The ‘fake news’ threat
The corporate media have been lapping up the CIA’s evidence-free allegations as hungrily as an underfed kitten. Not only have they been credulously regurgitating the dubious claims of the same US intelligence agencies that knowingly spread lies about Iraq’s WMD, but they have added their own dangerous spin to them.
The media have suddenly woken up to the supposed threat to western democracies posed by “fake news”. The implication is that it was “fake news” that swept Trump to power. A properly informed electorate, on this view, would never have made such a patently ridiculous choice as Trump. Instead, Clinton would have been rightfully crowned president.
“Fake news”, of course, does not concern the systematic deceptions promoted by the corporate media. It does not include the demonstrable lies – like those Iraqi WMDs – spread by western governments and intelligence agencies through the corporate media. It does not even refer to the press corps’ habitual reports – demonstrating a seemingly gargantuan gullibility – that take at face value the endless state propaganda against Official Enemies, whether Cuba, Venezuela, Libya or Syria. Or Russia and now Trump.
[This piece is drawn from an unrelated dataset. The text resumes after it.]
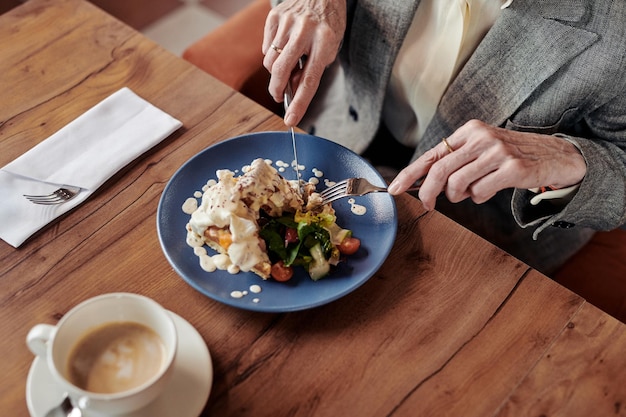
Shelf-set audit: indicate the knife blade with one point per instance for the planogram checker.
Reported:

No, “fake news” is produced only by bloggers and independent websites, and is promoted on social media. Those peddling “fake news” are writers, journalists and activists whose pay packets do not depend on continuing employment by western state-run media like the BBC, billionaire proprietors like Rupert Murdoch, or global corporations like Times-Warner.
It is worth noting that the leaked Democratic emails, whether the leaking was done by Russia or not, were certainly not “fake news”. They were documented truth. But the leaks are being actively conflated with “fake news”.
Shutting down dissent
There have always been patently ridiculous stories in marginal, and not so marginal, mainstream media, whether it was reports of Elvis coming back from the dead or the millennium computer bug that was going to bring civilisation to an end when we entered the year 2000. That problem has not substantially changed; it has simply moved on to new platforms like social media.
Much more significantly, the systematic deceptions perpetrated by corporate media for many decades have left swaths of western publics distrustful and cynical. Social media has only added to widespread alienation because it has made it easier to expose to readers these mainstream deceptions. Trump, like Brexit, is a symptom of the growing disorientation and estrangement felt by western electorates.
But the claim of “fake news” does usefully offer western security agencies, establishment politicians and the corporate media a powerful weapon to silence their critics. After all, these critics have no platform other than independent websites and social media. Shut down the sites and you shut up your opponents.
The campaign against a Trump presidency will exploit claims of foreign, hostile interference in the US election as a pretext to crack down on homegrown dissent. Putin is not waging a war on US democracy. Rather, US democracy is proving itself increasingly inconvenient to those who expect to dictate electoral outcomes.